An explanation of how your lesson appeals to learners' varied intelligences and learning styles-  Please see my link on the different types of intelligences.  The theory means that people learn best when their intelligence style is met.  For example, those who are verbal learn better by having things explained or by reading, and those who are interpersonal learn better in groups.  Learning styles are auditory (learning by hearing), kinesthetic (learning by touching or moving), and visual (learning by seeing). Basically, you need to make sure that you have some type of visual aid or reminder for the students who understand visually, and say something for those who learn by hearing, and do something or get up and act things out for those who learn kinesthetically. For example, you could have manipulatives such as counters for the kids to count with (kinesthetic), or have them get into groups and count each other (interpersonal). You could have them count out loud (auditory), or point to the numbers (visual).
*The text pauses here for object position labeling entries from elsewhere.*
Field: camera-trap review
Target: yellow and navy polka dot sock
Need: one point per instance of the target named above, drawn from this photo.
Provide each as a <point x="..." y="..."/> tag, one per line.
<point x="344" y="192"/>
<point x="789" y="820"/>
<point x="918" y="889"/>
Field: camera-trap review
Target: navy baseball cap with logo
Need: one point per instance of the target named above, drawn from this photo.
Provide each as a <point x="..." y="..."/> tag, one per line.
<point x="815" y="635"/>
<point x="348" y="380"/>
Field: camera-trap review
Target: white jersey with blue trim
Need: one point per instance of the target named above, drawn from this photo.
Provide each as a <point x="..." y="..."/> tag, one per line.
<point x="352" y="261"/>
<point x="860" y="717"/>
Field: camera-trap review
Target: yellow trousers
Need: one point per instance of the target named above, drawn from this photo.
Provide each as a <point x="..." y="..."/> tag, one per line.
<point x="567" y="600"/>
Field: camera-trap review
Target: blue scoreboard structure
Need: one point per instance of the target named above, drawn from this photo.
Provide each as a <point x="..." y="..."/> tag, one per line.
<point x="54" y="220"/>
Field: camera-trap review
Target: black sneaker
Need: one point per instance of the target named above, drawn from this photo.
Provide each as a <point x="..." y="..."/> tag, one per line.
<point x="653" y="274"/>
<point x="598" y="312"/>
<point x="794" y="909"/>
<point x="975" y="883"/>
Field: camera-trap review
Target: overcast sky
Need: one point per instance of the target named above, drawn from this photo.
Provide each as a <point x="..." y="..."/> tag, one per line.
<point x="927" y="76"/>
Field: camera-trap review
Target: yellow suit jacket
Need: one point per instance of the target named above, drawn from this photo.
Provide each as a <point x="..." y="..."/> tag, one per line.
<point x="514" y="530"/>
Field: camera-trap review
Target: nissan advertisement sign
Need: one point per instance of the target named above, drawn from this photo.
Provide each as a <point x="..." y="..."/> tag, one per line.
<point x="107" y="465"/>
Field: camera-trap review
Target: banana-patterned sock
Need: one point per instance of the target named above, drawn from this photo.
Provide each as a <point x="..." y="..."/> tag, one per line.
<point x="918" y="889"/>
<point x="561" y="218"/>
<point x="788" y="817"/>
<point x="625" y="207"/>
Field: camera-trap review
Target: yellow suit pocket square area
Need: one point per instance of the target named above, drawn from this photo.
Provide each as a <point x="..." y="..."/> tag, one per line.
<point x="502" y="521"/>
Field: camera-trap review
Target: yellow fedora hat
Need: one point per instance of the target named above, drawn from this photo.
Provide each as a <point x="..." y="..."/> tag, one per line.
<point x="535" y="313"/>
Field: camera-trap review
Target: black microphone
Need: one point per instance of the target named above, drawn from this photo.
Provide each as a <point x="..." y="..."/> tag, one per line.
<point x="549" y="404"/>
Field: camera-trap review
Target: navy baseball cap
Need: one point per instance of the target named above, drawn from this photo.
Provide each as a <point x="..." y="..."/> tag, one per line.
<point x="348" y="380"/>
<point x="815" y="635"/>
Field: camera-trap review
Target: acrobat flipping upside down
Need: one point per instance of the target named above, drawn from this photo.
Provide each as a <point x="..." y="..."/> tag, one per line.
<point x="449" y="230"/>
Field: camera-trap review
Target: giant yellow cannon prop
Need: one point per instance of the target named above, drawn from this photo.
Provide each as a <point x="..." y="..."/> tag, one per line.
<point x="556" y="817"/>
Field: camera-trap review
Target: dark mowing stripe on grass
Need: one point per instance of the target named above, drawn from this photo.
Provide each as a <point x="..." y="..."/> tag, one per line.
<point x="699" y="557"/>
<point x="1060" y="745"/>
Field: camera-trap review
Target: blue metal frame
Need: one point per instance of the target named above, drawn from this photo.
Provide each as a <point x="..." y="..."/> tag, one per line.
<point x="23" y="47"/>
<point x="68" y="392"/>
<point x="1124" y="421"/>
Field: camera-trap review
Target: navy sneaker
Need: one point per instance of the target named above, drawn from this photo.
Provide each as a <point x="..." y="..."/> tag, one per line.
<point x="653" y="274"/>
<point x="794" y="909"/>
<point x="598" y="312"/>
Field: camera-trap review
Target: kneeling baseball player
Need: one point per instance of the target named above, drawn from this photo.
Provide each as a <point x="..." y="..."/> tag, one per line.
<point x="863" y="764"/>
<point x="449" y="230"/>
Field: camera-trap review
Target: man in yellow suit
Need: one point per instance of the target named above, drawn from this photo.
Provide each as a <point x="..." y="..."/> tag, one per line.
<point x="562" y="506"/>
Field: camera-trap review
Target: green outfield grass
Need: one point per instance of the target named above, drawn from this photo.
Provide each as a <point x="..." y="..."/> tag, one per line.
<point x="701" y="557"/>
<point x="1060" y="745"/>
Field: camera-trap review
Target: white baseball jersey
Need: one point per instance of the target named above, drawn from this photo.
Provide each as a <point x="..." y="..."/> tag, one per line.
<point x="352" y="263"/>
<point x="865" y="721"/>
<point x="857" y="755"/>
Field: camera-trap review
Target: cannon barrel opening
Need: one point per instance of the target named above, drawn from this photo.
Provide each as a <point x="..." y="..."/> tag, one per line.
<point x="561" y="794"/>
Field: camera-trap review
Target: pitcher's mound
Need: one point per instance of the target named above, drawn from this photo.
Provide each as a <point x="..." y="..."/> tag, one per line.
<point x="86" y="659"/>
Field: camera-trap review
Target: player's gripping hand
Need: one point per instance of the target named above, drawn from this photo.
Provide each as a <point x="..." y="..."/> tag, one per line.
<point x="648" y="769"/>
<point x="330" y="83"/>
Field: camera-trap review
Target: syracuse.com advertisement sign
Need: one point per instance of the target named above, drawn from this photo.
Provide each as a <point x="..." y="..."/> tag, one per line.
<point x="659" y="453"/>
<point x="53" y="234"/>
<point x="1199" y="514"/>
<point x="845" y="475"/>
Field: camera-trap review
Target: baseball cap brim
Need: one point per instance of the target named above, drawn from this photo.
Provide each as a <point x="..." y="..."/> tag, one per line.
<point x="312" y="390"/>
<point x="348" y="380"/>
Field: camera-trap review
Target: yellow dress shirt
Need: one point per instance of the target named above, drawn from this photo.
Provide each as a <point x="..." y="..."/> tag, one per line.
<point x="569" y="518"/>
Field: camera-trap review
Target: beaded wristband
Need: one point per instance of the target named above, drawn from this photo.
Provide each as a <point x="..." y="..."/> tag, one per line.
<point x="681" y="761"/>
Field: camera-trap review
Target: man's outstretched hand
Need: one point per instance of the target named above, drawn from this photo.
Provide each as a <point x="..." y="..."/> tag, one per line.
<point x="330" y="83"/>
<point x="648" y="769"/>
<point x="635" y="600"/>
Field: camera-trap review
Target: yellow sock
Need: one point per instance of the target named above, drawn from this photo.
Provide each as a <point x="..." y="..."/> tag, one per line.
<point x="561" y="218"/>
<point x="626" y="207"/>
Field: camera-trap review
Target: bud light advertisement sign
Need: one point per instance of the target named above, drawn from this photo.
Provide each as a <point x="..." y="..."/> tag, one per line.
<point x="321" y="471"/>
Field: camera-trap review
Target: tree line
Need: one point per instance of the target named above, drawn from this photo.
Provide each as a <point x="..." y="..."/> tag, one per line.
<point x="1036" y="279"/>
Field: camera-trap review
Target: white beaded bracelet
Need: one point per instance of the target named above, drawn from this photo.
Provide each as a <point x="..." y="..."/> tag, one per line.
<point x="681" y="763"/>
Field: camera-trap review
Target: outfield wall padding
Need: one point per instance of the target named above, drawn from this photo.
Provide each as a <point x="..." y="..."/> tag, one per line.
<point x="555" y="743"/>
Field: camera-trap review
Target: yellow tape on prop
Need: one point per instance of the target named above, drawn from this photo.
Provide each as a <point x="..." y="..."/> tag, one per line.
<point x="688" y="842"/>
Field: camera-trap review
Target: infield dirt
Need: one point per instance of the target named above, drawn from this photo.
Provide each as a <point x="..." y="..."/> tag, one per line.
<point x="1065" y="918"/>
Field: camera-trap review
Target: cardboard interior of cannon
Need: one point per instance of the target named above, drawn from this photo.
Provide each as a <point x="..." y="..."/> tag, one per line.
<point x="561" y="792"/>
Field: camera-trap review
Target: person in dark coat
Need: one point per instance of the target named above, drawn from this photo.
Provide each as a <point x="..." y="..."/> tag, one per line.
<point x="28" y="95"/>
An explanation of what and how pre-assessment will be used to determine readiness-  You can give students a pre-assessment in the form of a worksheet with simple counting.

An explanation of how alternative assessment plans will be used-  An alternative assessment would be to have them count out loud with you one on one.

An explanation of how meta-cognitive time will be built into the learning process- Meta-cognition is thinking about thinking.  This means giving students time to think about their thinking. You can stop students at the end of each lesson and ask them what they have learned.

An explanation of how your lesson offers opportunities for projects, creativity, problems, and challenges- You can have a store where students buy things with play money, where they will need to count. The challenges involved will be that not all students will know English, and some students will not know their numbers, while other students will already know how to count.

Examples of curriculum approaches for your differentiated classroom-  Students who do not know English can teach children how to count in their language. Students who already know how to count can learn to count to higher numbers, or learnt to add. Students who do not know their numbers can learn their numbers while learning to count them.

An explanation of student groupings- Students will be grouped based on what they know on the pre-assessment for individualized and student-centered instruction and enrichment.

An explanation of how team members will be used to enhance this lesson- Co-teachers and the special education teacher or special education and English language learner/SDAIE aides can be used to assist during small group and assessment time to ensure that instruction is differentiated and all students get a chance to learn something.

Hopefully this helps you get an idea how to develop your own differentiated lesson plan!